Infirmant le jugement de première instance, la cour d’appel a fait droit à leurs demandes. D’une part, elle a retenu que la réunion avait été organisée par l’employeur. D’autre part, elle a considéré que l’atteinte aux droits des personnes constituait une situation d’urgence et de gravité, « de sorte que des mesures préventives aient pu être prises ».

Aussi, en a-t-elle déduit que le temps passé à cette réunion par les élus du CSE constituait du temps de travail effectif et ne pouvait pas être déduit de leur temps de délégation.

C’est ainsi que l’employeur a formé un pourvoi en cassation. La Haute juridiction était appelée à trancher la question suivante : le temps passé en réunion avec l'employeur à la suite du déclenchement par les membres du CSE de leur droit d'alerte en cas d'atteinte aux droits des personnes est-il ou non imputable sur leur crédit d’heures ?

 

Le temps passé à cette réunion est déduit du crédit d’heures de délégation !

La Cour de cassation donne raison à l’employeur, qui arguait, dans son pourvoi, que le temps lié à l'exercice du droit d'alerte en cas d'atteinte aux droits des personnes n’était pas visé par l'article L. 2315-11 du Code du travail et devait en conséquence être déduit des heures de délégation. Elle casse ainsi l’arrêt d’appel.

Selon elle, la réunion « avait été organisée par l’employeur à la demande des membres [du CSE] ayant exercé leur droit d'alerte en cas d'atteinte aux droits des personnes, ce dont il résultait que le temps passé à ladite réunion devait être déduit de leur crédit d'heures de délégation ».

Aussi, pour chambre sociale, c’est parce que cette réunion a été organisée dans le cadre du droit d’alerte que le temps qui y a été consacré par les représentants du personnel devait être imputé sur le crédit d’heures.
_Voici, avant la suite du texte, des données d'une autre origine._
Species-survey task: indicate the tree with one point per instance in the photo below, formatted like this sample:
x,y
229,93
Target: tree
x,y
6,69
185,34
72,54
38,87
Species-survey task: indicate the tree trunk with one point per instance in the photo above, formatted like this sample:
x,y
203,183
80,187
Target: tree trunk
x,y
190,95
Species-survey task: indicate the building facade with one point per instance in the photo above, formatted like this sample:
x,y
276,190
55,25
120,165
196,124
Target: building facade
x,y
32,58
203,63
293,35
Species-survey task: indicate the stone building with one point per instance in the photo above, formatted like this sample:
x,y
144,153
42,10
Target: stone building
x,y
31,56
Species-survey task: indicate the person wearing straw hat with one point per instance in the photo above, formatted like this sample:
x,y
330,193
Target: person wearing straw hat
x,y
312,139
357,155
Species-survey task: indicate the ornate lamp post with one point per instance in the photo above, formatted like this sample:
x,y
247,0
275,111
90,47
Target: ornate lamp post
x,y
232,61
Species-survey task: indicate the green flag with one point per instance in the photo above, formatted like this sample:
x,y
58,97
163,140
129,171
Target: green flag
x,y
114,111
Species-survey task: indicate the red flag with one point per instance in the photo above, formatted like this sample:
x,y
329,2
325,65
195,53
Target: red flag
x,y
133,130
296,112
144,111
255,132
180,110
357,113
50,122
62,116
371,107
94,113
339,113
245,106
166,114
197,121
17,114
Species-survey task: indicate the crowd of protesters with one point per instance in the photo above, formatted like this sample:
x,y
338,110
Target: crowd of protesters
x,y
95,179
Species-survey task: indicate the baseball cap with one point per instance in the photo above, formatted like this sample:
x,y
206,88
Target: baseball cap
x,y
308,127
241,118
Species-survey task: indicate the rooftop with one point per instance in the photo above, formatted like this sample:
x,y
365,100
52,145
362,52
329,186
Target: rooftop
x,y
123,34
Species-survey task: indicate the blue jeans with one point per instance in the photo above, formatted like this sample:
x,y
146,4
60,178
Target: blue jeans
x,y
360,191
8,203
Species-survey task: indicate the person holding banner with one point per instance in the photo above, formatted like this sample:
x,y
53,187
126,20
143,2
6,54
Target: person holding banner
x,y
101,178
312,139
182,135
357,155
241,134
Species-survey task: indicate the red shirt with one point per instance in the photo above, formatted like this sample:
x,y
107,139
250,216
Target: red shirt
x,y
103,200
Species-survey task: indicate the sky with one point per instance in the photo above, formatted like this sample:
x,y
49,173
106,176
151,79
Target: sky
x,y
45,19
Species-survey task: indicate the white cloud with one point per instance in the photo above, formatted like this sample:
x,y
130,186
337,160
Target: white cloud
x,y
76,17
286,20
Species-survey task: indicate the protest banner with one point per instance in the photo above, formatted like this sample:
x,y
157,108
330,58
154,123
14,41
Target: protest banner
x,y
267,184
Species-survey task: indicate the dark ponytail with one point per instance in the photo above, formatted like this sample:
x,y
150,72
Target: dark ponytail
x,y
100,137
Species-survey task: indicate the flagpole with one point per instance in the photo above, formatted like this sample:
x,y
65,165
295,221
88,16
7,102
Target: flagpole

Ce faisant, la Cour fait une lecture stricte de l’article L. 2315-11 du Code du travail.

À notre connaissance, c’est la première fois que la Cour de cassation fait une telle précision... Elle avait déjà jugé que les heures passées par un délégué du personnel à l’action intentée devant de conseil de prud’hommes en raison de l’inaction de l’employeur à la suite de l’exercice de son droit d’alerte devaient s’imputer sur ses heures de délégation (3).

Dans la présente affaire, la solution était moins évidente, et la position prise par la chambre sociale plus surprenante !

En effet, il s’agit là non pas d’une action en justice, mais d’une réunion entre l’employeur et les membres du CSE. De surcroît, même si cette réunion s'est tenue dans le cadre de l’exercice d'un droit d’alerte du CSE, c’était bel et bien l’employeur qui en était à l’origine !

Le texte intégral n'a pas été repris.